The Reserve Bank of New Zealand has published an issue paper about central bank digital currencies (CBDCs). The issue paper looks at the use cases for CBDCs, their design, benefits and risks.
Following the publication, the RBNZ has stated that it will enquire comments from the public and interested stakeholders regarding the CBDC. The deadline for submitting the comments has been set at December 6.
The recent move is contrary to a statement issued by the Assistant Governor of RBNZ stating that New Zealand had no plans to issue a CBDC.
General Purpose CBDC
The publication has focused on the general-purpose use cases for CBDCs. In this case, it refers to a CBDC as a digital currency that can be issued to people and businesses that want to use it.
The central bank has also added that if a CBDC for New Zealand is launched, it would be used alongside fiat currency. The bank also noted that the cash in circulation has increased, but cash is still being less used to transact by the majority of the people.

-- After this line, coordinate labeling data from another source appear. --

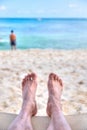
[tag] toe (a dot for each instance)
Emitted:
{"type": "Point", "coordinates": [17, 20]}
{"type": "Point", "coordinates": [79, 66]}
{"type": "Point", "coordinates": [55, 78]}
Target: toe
{"type": "Point", "coordinates": [61, 83]}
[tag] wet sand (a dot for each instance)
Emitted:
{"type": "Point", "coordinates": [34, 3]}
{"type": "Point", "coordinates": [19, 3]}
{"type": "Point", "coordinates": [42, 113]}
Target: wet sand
{"type": "Point", "coordinates": [70, 65]}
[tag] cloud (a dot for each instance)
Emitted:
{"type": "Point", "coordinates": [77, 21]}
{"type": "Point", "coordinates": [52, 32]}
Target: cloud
{"type": "Point", "coordinates": [2, 7]}
{"type": "Point", "coordinates": [72, 5]}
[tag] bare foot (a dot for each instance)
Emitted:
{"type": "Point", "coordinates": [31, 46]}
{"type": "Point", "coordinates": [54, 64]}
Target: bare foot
{"type": "Point", "coordinates": [55, 87]}
{"type": "Point", "coordinates": [29, 85]}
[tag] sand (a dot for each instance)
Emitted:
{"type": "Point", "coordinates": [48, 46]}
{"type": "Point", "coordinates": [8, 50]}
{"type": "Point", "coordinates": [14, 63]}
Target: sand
{"type": "Point", "coordinates": [70, 65]}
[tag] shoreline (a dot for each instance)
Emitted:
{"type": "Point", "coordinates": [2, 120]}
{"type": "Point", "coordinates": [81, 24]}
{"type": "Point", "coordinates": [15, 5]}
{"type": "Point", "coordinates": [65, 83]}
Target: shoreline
{"type": "Point", "coordinates": [70, 65]}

The assistant governor of RBNZ, Christian Hawkesby, spoke on the matter stating that, “We want people to know that the case for keeping cash is well understood and accepted by the Reserve Bank. Cash is here to stay for as long as some of us need it.”
Two Types of CBDC Designs
The issue paper also assesses the two main types of CBDC designs: an “account-based” CBDC and a “token-based” CBDC. The RBNZ is focusing on the token-based CBDC that will enable people to automate processes such as bill payments using smart contracts while reducing the participation of third parties.
The bank also stated that the token-based CBDC could also be used in developing new retail payment services. Furthermore, it stated that the proposed CBDC could create a unique opportunity to offer privacy and allow transactions to be traced.
“Users may want to retail full privacy in transacting, for either legitimate or unlawful reasons. Meanwhile, government agencies may want to retail some traceability of CBDC balances or tokens to reduce tax evasion or avoidance, or money laundering and financing terrorism,” the RBNZ stated.